・・・・・・あわぞうの覗き穴・・・・・・

気が向いたときに、覗いてご覧ください。
何が見えるかは、覗く方々のお眼め次第です。

忘れる

2012年03月22日 | つぶやきの壺焼

 落し物は忘れ物とは少し違うが、親戚のような間柄で、忘れることの一族に含まれている。

つい落としてしまったのだ、忘れたのではないと言い張る人は、落したとき、落し物が誕生したとき、それを持っていることを忘れていた瞬間があったことに気づいていないのだ。

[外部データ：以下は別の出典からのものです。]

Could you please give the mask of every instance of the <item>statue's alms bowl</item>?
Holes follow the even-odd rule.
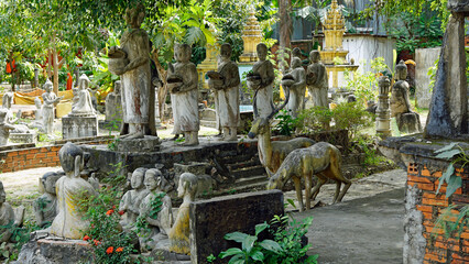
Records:
[[[283,76],[282,81],[281,81],[282,86],[292,86],[293,84],[295,84],[295,79],[293,78],[293,76],[291,74],[286,74]]]

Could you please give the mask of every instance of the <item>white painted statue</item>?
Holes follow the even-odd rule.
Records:
[[[184,145],[198,145],[198,74],[190,63],[192,48],[187,44],[174,47],[176,63],[170,64],[167,87],[173,105],[173,134],[184,133]]]
[[[290,75],[292,75],[294,84],[288,87],[290,99],[286,109],[293,118],[296,118],[298,112],[305,108],[306,73],[298,57],[292,58],[291,68]]]
[[[45,92],[42,94],[42,99],[44,103],[42,105],[42,128],[44,133],[51,134],[53,132],[54,127],[54,107],[55,105],[62,100],[64,97],[57,97],[52,91],[53,84],[47,79],[44,84]]]
[[[248,86],[255,90],[255,106],[261,118],[268,118],[273,111],[273,81],[274,67],[266,59],[268,46],[260,43],[257,46],[259,61],[252,67],[252,75],[248,75]]]
[[[131,190],[127,191],[119,204],[119,210],[124,212],[120,224],[123,229],[131,229],[131,226],[135,223],[137,218],[140,215],[140,204],[143,198],[150,194],[143,185],[143,178],[145,177],[146,168],[137,168],[132,173],[130,178]]]
[[[162,190],[163,175],[160,169],[150,168],[145,173],[144,184],[149,195],[140,204],[140,217],[149,223],[150,232],[140,239],[142,251],[151,251],[161,240],[167,239],[167,233],[173,224],[173,207],[171,198]],[[160,199],[161,207],[152,216],[152,204]]]
[[[79,201],[97,195],[95,188],[80,177],[84,168],[84,152],[73,143],[66,143],[58,151],[58,158],[65,176],[55,185],[58,213],[51,226],[51,234],[78,240],[89,230],[85,208]]]
[[[91,116],[96,111],[92,108],[91,95],[89,94],[89,78],[83,74],[78,79],[78,100],[72,108],[72,116]]]
[[[231,45],[225,43],[220,47],[218,62],[218,79],[210,78],[208,84],[215,90],[217,119],[222,128],[225,141],[237,140],[239,122],[239,70],[238,65],[231,61]],[[209,75],[210,77],[210,75]]]

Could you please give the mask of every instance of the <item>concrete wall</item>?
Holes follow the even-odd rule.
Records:
[[[346,34],[343,36],[343,50],[349,51],[347,59],[355,59],[356,65],[360,65],[358,70],[361,73],[370,72],[370,61],[377,57],[384,57],[384,63],[391,69],[394,67],[393,50],[395,50],[396,40],[389,36],[369,35],[369,34]],[[367,64],[361,64],[366,61]]]
[[[415,98],[419,108],[429,107],[433,87],[429,87],[430,77],[427,73],[435,65],[440,51],[440,47],[415,50]]]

忘れることは、ほかのことを考えているからで、すべてが罪悪でもなく欠陥でもない。
「忘れたと気のつくうちは大丈夫」
もう一度同じように忘れたいか、忘れたくないか。それで忘れることの値打ちが分かれる。


早朝の熱海の街には、塵ひとつ落ちていなかった。
落し物だけが、はっきりわかるように、歩道に置いてあった。
どこかに動かしたりぶら下げたりしてしまうと、落とし主が探しに来たとき気づかずに通り過ぎてしまうからか。

思いやりはあっても余計なことはしない、街の人の心が、朝の空気を清々しくしていた。